- Os Estados Unidos defenderam os ataques a Irã como uma medida legítima para garantir a segurança global, durante reunião de emergência do Conselho de Segurança da ONU em Nova York.
- França e Reino Unido condenaram as retaliações iranianas contra alvos ocidentais, mas não criticaram explicitamente os ataques de EUA e Israel.
- Osecretário-geral da ONU, António Guterres, disse que a ofensiva e as reações representam falha da diplomacia e alertou para o risco de uma escalada com graves consequências civis.
- Israel acusou a ONU de hipocrisia por não ter condenado a raiz do problema, enquanto Rússia e China defenderam o fim imediato das hostilidades e pediram retomada de solução política.
- O bombardeio a uma escola em Minab foi citado durante a sessão, em meio a forte tensão entre as partes e críticas à escalada regional.
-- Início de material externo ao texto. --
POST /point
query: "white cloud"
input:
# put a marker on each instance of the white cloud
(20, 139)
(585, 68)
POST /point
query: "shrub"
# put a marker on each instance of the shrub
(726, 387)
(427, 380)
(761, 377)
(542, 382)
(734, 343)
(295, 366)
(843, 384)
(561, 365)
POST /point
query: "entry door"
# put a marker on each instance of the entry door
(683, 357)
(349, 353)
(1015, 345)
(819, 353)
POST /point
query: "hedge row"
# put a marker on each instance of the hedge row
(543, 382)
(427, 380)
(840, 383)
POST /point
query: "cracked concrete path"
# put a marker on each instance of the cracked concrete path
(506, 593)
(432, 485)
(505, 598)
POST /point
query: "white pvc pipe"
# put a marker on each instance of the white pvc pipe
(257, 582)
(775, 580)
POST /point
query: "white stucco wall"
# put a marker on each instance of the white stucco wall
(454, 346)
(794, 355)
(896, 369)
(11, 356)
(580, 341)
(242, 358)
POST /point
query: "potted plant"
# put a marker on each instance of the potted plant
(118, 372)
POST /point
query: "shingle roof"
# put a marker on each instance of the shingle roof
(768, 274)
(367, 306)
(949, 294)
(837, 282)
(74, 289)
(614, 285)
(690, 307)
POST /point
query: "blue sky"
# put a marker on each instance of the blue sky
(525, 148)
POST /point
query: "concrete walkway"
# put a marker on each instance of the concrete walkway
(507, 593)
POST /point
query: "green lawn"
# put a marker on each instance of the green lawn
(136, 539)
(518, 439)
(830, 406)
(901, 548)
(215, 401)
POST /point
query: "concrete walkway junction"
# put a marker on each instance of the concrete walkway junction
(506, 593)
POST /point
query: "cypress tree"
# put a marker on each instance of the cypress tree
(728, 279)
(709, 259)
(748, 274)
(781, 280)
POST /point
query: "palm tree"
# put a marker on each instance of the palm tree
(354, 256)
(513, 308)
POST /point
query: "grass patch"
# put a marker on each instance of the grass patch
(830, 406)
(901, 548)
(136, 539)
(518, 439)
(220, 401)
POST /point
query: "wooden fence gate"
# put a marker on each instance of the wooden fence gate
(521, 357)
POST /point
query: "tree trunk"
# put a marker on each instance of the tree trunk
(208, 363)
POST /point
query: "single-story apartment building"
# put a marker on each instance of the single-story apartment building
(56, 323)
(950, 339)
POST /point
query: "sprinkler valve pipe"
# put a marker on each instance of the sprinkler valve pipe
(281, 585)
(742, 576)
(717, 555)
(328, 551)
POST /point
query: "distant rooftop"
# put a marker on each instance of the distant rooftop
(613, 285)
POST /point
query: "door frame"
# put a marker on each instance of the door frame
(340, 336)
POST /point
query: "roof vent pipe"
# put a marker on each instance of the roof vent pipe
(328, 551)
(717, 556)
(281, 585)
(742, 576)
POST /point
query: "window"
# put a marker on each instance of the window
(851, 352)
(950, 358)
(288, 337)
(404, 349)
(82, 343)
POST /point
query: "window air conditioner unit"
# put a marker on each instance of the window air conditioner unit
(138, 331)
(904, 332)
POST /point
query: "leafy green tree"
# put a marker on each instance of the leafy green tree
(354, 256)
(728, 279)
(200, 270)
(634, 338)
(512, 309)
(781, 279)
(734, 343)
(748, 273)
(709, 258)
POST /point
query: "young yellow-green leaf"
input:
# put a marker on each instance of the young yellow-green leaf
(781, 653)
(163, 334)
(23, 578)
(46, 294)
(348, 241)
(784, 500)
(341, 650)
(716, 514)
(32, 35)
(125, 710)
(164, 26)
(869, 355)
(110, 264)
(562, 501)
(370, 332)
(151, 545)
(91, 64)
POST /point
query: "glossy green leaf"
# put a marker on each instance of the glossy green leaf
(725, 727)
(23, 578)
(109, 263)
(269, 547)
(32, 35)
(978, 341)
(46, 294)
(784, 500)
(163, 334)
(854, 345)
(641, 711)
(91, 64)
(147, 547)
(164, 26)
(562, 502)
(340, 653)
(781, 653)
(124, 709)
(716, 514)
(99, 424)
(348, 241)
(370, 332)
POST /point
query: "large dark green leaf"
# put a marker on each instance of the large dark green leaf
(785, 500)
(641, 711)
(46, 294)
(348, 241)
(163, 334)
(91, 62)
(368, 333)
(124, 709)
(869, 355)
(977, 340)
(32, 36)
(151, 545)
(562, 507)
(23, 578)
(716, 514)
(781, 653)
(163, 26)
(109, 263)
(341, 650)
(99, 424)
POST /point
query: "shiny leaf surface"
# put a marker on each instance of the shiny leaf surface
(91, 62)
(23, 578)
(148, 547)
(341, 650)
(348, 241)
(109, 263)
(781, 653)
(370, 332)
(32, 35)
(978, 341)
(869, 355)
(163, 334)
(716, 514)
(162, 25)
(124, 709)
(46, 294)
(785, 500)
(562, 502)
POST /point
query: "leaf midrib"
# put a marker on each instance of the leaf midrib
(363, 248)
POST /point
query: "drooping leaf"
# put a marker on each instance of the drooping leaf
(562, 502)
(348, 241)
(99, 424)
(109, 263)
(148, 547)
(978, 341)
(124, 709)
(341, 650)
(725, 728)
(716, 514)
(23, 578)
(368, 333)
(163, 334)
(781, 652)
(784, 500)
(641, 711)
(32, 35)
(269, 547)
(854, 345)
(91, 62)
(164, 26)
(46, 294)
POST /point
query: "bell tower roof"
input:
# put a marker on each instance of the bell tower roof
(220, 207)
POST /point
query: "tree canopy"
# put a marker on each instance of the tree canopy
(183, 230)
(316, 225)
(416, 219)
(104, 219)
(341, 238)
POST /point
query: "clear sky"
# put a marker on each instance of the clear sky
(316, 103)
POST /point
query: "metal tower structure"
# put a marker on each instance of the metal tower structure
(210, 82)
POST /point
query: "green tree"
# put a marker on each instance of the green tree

O Conselho de Segurança da ONU discutiu nesta sexta-feira a ofensiva conjunta dos EUA e de Israel contra o Irã e as respostas de Teerã. A reunião de emergência ocorreu em Nova York, com críticas às ações militares e aos riscos de escalada, além de pedidos de retorno à diplomacia. O episódio é visto como parte da tensão regional e das tentativas de redefinir o cenário de segurança global.
Durante a sessão, os Estados Unidos defenderam as ações como medidas legítimas para impedir que o Irã obtenha armas nucleares, afirmando que a intervenção visa garantir a segurança mundial. A leitura contrária destacou preocupações com danos à população civil e com a necessidade de evitar uma escalada sem retorno.
Israel não poupou críticas à ONU, acusando a organização de hipocrisia por não ter conservado o tratamento igual para todas as partes do conflito. O embaixador israelense ressaltou que as ações são indispensáveis para a sobrevivência do país frente ao que descrevem como ameaça regional.
França e Reino Unido condenaram as represálias iranianas contra alvos ocidentais, sem, porém, condenar publicamente os ataques de Washington e Tel Aviv. Os diplomatas destacaram o risco de uma escalada que afete a estabilidade global, mantendo o foco na busca por solução política.
Rússia e China condenaram a ofensiva contra o Irã, pedindo imediato cessar-fogo e retomada de negociações, com base no direito internacional. Os representantes ressaltaram a importância de soluções diplomáticas apoiadas por consenso regional e internacional.
Entre os presentes, o embaixador russo enfatizou que a solução requer esforços políticos e o respeito aos equilíbrios de interesses. O embaixador chinês reforçou a necessidade de evitar ações que agravam a violência e comprometam civis.
Antes da conclusão da sessão, o embaixador dos EUA reiterou que as ações visam impedir o Irã de ameaçar o equilíbrio regional. O embaixador iraniano pediu ao Conselho que reconheça o direito de defesa do seu país dentro do marco da Carta das Nações Unidas.
A reunião também abordou o impacto humano, com relatos de danos potenciais a instalações civis e a escolas na região. Ainda não houve confirmação independente de algumas informações críticas, o que manteve o debate em tom técnico e cauteloso.